Sat, 01 Apr 2000

SLA prepares for postpullout Lebanon

By Salim Yassine

MARJAYOUN, Lebanon (AFP): The South Lebanon Army (SLA) militia, which for more than 20 years has cooperated with Israel in the occupied border strip, is bracing itself to deal with the new situation it will face in July, when all Israeli troops are to be withdrawn.

It is announcing promotions, continuing to enroll new members, fortifying its positions and opening new military roads, in short, carrying on officially as if business will continue as usual.

"It is true that we abandoned some positions a few months after our withdrawal from the Jezzin area (last June), but we have established others and shall establish more before the summer. We shall do everything we have to in order to succeed in our mission," an SLA officer told AFP, asking not to be named.

"We are acting as if our army was to continue to exist until peace is restored," he added.

The SLA second in command, Col.

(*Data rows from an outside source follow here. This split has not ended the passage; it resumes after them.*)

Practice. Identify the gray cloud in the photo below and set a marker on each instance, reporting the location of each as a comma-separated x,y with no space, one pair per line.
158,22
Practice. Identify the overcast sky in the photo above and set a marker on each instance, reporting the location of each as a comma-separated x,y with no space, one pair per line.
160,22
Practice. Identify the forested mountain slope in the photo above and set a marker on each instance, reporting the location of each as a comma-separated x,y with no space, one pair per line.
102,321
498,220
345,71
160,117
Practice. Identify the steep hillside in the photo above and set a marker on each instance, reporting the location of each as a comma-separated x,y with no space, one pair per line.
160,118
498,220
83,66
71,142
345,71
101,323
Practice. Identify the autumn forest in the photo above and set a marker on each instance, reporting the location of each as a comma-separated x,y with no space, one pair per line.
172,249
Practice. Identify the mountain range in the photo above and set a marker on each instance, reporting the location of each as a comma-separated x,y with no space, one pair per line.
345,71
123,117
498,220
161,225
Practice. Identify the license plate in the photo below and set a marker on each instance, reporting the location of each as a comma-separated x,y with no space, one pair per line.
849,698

Nabil Abu Rafeh, said earlier this month that the militia had taken up arms "to prevent foreigners from entering our land."

Some of the SLA's redoubts have now got the same defenses that Israeli positions have recently introduced -- protective netting and concrete blocks to intercept the wire-guided missiles that the Shiite Muslim Hezbollah guerrillas, who spearhead attacks against them, now possess.

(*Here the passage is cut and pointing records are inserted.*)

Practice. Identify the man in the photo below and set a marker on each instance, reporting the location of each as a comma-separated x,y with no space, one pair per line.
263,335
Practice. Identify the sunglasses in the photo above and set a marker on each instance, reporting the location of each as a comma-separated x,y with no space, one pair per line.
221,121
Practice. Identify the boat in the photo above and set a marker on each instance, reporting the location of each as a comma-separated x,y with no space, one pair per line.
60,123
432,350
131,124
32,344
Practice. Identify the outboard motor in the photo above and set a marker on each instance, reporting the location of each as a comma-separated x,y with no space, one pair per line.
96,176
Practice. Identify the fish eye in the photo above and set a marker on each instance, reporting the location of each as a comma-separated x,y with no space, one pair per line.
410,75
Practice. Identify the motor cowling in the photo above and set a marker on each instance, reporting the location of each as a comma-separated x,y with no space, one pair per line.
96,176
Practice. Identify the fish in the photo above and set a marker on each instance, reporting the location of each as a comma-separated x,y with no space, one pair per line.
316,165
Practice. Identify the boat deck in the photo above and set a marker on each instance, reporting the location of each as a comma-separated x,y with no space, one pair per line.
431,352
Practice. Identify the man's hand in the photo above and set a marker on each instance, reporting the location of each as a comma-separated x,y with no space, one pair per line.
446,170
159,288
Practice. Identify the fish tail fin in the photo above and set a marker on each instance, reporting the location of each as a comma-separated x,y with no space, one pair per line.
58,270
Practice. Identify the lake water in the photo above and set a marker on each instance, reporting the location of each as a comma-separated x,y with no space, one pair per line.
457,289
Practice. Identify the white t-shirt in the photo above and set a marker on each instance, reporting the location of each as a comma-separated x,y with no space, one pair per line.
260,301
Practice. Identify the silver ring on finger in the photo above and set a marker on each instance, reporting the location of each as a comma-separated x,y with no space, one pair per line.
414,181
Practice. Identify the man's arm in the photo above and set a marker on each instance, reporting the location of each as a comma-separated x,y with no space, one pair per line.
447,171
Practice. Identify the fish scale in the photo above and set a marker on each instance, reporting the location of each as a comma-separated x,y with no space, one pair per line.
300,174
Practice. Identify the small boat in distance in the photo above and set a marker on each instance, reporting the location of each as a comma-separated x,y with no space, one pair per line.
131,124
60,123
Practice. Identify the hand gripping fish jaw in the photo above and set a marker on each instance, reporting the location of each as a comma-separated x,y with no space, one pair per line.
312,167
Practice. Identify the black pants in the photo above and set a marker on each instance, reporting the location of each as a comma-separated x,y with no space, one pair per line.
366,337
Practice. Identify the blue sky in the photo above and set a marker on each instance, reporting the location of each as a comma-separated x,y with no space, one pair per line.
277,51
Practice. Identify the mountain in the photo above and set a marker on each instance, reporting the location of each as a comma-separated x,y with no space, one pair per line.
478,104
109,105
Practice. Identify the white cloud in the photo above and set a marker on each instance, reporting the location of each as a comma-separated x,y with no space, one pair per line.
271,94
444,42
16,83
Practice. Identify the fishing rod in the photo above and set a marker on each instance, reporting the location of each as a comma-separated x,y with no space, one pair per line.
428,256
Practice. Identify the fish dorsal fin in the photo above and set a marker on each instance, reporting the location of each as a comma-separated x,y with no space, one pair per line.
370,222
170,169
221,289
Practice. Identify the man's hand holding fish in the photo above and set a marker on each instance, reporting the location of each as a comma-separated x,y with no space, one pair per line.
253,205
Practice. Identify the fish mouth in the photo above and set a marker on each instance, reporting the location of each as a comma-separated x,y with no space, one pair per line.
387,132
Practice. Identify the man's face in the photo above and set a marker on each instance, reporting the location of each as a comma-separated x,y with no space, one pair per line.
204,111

The road linking the SLA's most exposed positions in the central sector of the border zone, Aaramta and Rihan, has been altered to pass just below them, in order to make it more difficult for Hezbollah commandos to set bombs.

The SLA's determination to behave as if nothing was about to change looks like an elementary morale-boosting exercise to reassure its 2,600 members and the civilians who work with it, whose future is anything but certain.

But it has failed to convince them all.

"We are the pariahs of the settlement, rejected both by Israel, which doesn't want us, and by the Lebanese government which regards us as traitors," said a civilian who gave his name as Georges.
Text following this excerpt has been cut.